Sometimes when he rumbled through town, he drove unbuttoned and noticed the fancy wrought-iron grillwork that decorated so many of the local buildings. Not today; today, action was liable to be immediate, so he had only his vision slits and periscopes to peer through. The streets, even the big ones, were none too wide for landcruisers. He had to drive carefully to keep from mashing a pedestrian or two and making the Francais love the Race even less than they did already.

He felt the explosion ahead as much as he heard it; for a moment, he thought it was an earthquake. Then gouts of flame shot from the lead landcruiser, which lay on its side. He slammed on the brakes as hard as he could. The murdered landcruiser’s ammunition load began cooking off, adding fireworks to the funeral pyre. Ussmak shivered in horror. If I’d been just a clawtip faster out of the revetment, I’d have driven over that bomb in the street, he thought. The Big Uglies must have figured out just how the Race would respond to a mortar attack and set their ambush accordingly.

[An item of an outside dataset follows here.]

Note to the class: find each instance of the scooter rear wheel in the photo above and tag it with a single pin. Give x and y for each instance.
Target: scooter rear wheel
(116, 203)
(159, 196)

“Reverse!” Hessef yelled into Ussmak s hearing diaphragm. “Get out of here!” The order was sensible, and Ussmak obeyed it. But the commander of the landcruiser behind him didn’t have reflexes as fast as Hessef’s (maybe they weren’t ginger-enhanced). With a loud crunch, the rear of Ussmak’s machine slammed into the front of that one. A moment later, the landcruiser in front of Ussmak backed into him.

Had the terrorists who planted the explosive under the road stayed around, they might have had a field day attacking stuck landcruisers with firebombs. Perhaps they hadn’t realized how well their plan would work: the multiple accident of which Ussmak found himself a part was far from the only one in the line of landcruisers. The machines, fortunately, were tough, and suffered little damage.

The same could not be said about the Big Uglies who’d been standing anywhere near where the bomb went off. Ussmak watched other Tosevites carry away broken, bleeding bodies. They were only aliens, and aliens who hated him at that, but Ussmak wanted to turn his eye turrets away from them anyhow. They reminded him how easily he could have been broken and bleeding and dead.

With patience, which the Race did have in full measure, the snarls unkinked and the landcruisers chose the next best route out of Besancon. This time a special antiexplosives unit preceded the lead machine. Near the bridge over the River Doubs, everybody halted: the unit found another bomb buried under a new patch of pavement.

Even though air conditioning kept the interior of the landcruiser’s fighting compartment comfortably warm, Ussmak shivered. The Big Uglies had known what the males of the Race would do, and done their best to hurt them not just once but twice-and their best had been pretty good.

Eventually, the landcruisers did reach square 27-Red. By then, of course, the raiders and their mortar were long gone.

Back at the barracks that evening, Ussmak said to Drefsab, “They made Idiots of us today.”

“Not altogether,” Drefsab said. Ussmak waggled one eye turret slightly in a gesture of curiosity. The other male amplified: “We did a good job of making idiots of ourselves.” With that Ussmak could not disagree. It was, however, an opinion to be shared only among those of inconsequential rank-or so he thought.